# non-ADA 81cm - The Shade (1 wpg)



## gf225 (Mar 26, 2005)

Here's a recent photo of my low-maint, low light, long-term layout. It's been establishing for around 12 months now.



*Tank*

Juwel Rio 125 - 125 l. / 33 gal.

*Plants*

Microsorium pteropus 
Anubias barteria var. nana 
C. balansae
C. parva
C. wendtii 'green' and 'brown'
C. amicorum
C. undulata

*Fauna*

10 pentazona barbs
12 glowlight danios
10 Amano shrimp

*Lighting*

2 x 18w T8 - 9 hours.

*Filter*

Juwel internal filter (600lph)

*Fertilisation*

2ml Tropica+ liquid per day, 1/3 water change per week. Hard tap water loaded with NO3 and PO4.

CO2 mist via 2Kg pressurized system and Rhinox 2000 diffuser.

Tropica Plant Substrate and capsules.

Easy life!


----------



## dirrtybirdy (May 22, 2007)

looks very nice. everything flows very well


----------



## bdement (Jun 4, 2007)

That is AWESOME! I really, really like this tank, and a thousand times more so because you've shown how much you can accomplish with a minimal amount of effort and tech. 

I also LOVE Pentazona Barbs. I've only seem them locally once, and I picked up 5. I think they're very underrated and relatively unknown (like I said, I've only seen them for sale once). I really wish they would catch on better because I want more!


----------



## warr40 (Aug 16, 2005)

thats great for 1 wpg nice job


----------



## bdement (Jun 4, 2007)

One quibble though, is that balansae on the left in the front? I think it could help fill in on the right. How tall are those guys, BTW?


----------



## messy_da_legend (Feb 18, 2006)

Nice tank George. I've wanted to do a Crypt only (well almost  ) tank for a while now. 

Tom


----------



## Steven_Chong (Mar 17, 2005)

This tank is a lot more attractive in real life than the photo lets on (no offense to your photography George, but I can't see any of those great fish you have in there)

Nice work again man


----------



## Chuppy (Aug 5, 2007)

Great crypts


----------



## cs_gardener (Apr 28, 2006)

Beautiful, I love the way the leaves arch over and frame the tank.


----------



## jazzlvr123 (Apr 29, 2007)

how come i cant see the photo and everyone else seems to?!?


----------



## patrick76 (May 21, 2007)

Great looking tank!!!


----------



## gf225 (Mar 26, 2005)

Thanks everyone for the comments.

Steven - I can't capture the fish.
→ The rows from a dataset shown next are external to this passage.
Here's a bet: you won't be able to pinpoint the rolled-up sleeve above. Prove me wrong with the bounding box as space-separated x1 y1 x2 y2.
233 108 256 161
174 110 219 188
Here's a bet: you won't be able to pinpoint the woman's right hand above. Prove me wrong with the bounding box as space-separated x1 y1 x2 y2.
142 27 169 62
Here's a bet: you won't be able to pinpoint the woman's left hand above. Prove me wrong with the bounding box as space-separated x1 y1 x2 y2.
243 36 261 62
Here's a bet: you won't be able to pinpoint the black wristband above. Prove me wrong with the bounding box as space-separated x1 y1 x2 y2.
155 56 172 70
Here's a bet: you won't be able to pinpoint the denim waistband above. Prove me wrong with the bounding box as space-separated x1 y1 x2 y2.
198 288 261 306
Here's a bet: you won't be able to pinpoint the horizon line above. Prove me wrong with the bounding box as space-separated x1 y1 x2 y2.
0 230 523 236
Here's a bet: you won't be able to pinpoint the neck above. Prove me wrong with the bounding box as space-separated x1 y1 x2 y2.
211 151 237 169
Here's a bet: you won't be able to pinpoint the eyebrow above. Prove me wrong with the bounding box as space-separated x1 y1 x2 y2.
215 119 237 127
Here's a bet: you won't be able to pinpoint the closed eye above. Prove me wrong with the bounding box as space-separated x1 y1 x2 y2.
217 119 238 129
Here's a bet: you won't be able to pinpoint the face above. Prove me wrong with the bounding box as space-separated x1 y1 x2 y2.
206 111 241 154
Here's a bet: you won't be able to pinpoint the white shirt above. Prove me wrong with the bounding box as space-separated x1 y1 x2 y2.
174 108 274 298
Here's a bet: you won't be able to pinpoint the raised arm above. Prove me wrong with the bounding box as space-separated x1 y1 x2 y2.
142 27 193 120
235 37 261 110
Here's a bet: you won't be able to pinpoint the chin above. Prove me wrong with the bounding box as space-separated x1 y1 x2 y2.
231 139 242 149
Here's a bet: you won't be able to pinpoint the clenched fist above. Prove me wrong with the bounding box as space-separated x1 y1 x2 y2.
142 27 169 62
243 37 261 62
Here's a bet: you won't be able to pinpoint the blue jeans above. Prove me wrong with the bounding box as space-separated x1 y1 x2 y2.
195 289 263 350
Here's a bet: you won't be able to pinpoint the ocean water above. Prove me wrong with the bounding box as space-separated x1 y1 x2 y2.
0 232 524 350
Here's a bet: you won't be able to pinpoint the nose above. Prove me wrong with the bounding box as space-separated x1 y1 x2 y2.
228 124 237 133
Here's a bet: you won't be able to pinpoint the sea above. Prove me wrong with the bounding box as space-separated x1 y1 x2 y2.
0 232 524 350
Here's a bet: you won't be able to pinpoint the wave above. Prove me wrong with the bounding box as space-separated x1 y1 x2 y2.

I'll try a higher ISO but it goes grainy. Damn my P&S camera!



jazzlvr123 said:


> how come i cant see the photo and everyone else seems to?!?
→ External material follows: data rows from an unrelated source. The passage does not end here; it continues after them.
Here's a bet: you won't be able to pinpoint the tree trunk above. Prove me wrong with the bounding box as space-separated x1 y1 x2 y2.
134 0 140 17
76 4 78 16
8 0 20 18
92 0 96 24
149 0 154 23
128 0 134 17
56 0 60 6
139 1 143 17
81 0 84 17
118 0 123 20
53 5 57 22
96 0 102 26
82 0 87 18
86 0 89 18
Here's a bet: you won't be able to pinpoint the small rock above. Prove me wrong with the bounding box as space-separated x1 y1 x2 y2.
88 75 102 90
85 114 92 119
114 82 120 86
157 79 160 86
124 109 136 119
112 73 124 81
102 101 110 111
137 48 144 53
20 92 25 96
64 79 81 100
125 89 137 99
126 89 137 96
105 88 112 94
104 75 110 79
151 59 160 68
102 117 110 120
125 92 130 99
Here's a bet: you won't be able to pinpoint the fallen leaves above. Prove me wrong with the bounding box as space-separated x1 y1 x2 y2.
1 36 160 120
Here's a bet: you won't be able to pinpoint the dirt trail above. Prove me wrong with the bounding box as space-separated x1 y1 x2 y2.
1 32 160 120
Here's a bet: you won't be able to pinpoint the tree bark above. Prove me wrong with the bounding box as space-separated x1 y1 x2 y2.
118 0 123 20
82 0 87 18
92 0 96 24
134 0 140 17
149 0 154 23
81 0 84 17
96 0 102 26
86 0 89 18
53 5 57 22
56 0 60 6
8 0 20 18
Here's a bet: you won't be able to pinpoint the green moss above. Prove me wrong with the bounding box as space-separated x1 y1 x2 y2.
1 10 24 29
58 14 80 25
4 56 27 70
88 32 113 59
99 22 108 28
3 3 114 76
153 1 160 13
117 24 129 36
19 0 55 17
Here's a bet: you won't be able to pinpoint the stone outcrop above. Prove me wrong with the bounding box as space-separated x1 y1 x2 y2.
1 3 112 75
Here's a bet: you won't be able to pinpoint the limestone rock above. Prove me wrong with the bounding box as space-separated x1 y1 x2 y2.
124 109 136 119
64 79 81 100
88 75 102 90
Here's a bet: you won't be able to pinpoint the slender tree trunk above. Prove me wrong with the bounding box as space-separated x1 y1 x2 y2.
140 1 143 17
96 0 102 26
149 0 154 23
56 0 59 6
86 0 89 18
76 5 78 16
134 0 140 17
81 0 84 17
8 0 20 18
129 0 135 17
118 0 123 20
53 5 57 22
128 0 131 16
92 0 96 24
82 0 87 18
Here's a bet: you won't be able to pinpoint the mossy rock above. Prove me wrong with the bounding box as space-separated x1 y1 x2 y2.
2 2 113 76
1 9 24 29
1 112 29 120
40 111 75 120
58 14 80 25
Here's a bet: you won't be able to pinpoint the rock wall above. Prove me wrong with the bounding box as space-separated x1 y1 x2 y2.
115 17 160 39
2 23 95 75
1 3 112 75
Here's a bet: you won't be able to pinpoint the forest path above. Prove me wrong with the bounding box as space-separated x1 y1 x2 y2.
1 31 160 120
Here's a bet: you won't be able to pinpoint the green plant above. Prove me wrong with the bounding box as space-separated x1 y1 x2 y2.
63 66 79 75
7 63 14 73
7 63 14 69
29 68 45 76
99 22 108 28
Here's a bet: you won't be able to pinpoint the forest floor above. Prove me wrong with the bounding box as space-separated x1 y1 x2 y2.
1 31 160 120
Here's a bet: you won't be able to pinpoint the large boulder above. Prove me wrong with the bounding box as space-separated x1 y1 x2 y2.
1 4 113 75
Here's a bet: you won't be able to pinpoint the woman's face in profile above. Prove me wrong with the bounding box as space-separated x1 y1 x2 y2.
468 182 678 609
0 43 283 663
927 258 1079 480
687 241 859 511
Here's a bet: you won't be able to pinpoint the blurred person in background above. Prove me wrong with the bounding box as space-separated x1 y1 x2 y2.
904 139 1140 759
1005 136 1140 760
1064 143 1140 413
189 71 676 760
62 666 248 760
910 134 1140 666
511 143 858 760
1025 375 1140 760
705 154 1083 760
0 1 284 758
http://img260.imageshack.us/img260/4378/shadexv4.jpg


----------



## waton8 (Aug 13, 2007)

A plant that grows in a very unique way in those conditions is Amannia gracilens, grows whit an incredible red color and not as big as with high-tech conditions, may be you can create a point of atencion with a cople of those plants...

i been loking your scaping and looks kind of dificult to place a red plant... jejejejeje  

well is an idea... 

PD: that Java fern... wooooouuuu!!!!


----------



## zig (Jul 3, 2005)

It looks great George these tanks are hard to scape given the dimensions of them, this is an excellent job, it looks so much better than last time you posted it for sure, wonder what a white background would look like.
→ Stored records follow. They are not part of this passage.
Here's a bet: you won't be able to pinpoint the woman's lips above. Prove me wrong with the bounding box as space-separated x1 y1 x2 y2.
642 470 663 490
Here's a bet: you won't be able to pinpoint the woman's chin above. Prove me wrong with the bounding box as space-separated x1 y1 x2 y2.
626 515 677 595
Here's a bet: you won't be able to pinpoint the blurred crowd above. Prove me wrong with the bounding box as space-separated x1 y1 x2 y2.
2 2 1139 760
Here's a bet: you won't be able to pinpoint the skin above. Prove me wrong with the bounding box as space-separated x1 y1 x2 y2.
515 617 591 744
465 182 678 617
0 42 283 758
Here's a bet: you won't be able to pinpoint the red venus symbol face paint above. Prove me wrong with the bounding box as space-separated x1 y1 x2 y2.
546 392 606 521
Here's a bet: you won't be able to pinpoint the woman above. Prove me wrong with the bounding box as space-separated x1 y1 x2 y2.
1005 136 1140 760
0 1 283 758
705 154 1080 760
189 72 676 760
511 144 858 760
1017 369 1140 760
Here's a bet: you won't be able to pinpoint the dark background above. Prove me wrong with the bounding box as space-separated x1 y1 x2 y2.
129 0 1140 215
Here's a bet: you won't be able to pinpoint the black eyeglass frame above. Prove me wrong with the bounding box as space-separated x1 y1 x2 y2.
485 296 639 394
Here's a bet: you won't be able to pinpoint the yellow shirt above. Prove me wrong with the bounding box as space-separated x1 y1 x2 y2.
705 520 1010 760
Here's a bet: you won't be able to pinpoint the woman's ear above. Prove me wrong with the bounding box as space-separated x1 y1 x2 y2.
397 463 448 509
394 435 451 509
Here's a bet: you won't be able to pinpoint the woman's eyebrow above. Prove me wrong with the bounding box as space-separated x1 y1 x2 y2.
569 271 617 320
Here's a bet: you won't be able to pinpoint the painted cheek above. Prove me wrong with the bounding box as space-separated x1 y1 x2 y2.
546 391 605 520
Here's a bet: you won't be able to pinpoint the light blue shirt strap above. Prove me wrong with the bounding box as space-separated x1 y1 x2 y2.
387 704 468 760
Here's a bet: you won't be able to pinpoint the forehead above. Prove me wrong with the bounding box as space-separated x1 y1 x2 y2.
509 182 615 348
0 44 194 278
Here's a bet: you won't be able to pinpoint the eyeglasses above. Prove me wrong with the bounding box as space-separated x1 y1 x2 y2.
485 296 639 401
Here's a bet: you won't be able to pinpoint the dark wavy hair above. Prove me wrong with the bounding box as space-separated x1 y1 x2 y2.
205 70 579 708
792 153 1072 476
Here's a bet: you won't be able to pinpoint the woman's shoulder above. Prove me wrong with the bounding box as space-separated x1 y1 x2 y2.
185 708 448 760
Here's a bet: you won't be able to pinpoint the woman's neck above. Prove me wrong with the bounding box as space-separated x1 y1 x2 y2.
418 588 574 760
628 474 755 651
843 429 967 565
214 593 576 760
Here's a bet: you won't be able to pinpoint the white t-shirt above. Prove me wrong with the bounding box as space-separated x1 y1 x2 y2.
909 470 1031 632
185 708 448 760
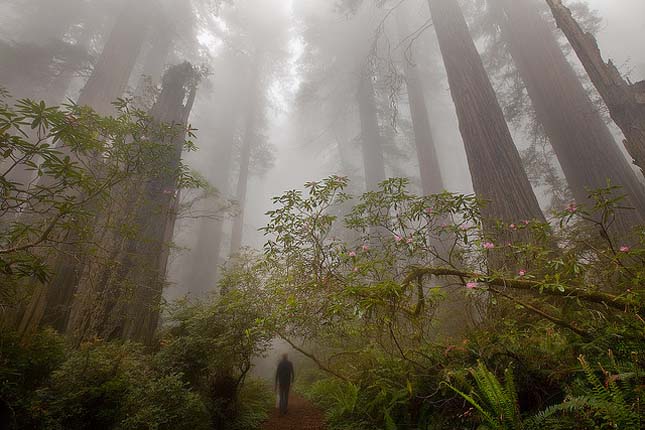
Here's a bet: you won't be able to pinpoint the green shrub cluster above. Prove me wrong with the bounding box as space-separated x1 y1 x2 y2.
221 176 644 430
0 290 273 430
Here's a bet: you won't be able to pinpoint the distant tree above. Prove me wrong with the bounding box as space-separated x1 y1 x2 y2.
394 5 444 195
213 0 286 255
357 68 387 191
77 0 152 114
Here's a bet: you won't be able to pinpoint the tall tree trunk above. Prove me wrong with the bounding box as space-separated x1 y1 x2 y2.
16 2 151 335
135 12 174 95
395 9 444 195
491 0 645 234
78 0 151 114
184 109 239 294
545 0 645 178
66 63 199 344
230 57 262 255
357 71 387 191
427 0 544 226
Nice work or should I say no work for this low light setup


----------



## gf225 (Mar 26, 2005)

Thanks again.

Peter - Thanks mate. The Juwel Rio 125 is crappy to scape with only 14" front to back. I'm looking forward to my next tank, with 24" to play with.

PFK magazine photographer, Neil Hepworth, is over for a photo shoot for a feature that I'm writing soon. We'll try a backlit white background I'm sure and it will nice to see the fish in detail too.


----------



## gf225 (Mar 26, 2005)

Full working shot


----------



## kiwik (Apr 3, 2007)

used to have a low light thing like that. never used ferts, it got lost after a year. nutrient deficiency wiped out all the java ferns. got some help from someone on this forum and learned how to start dosing ferts.


----------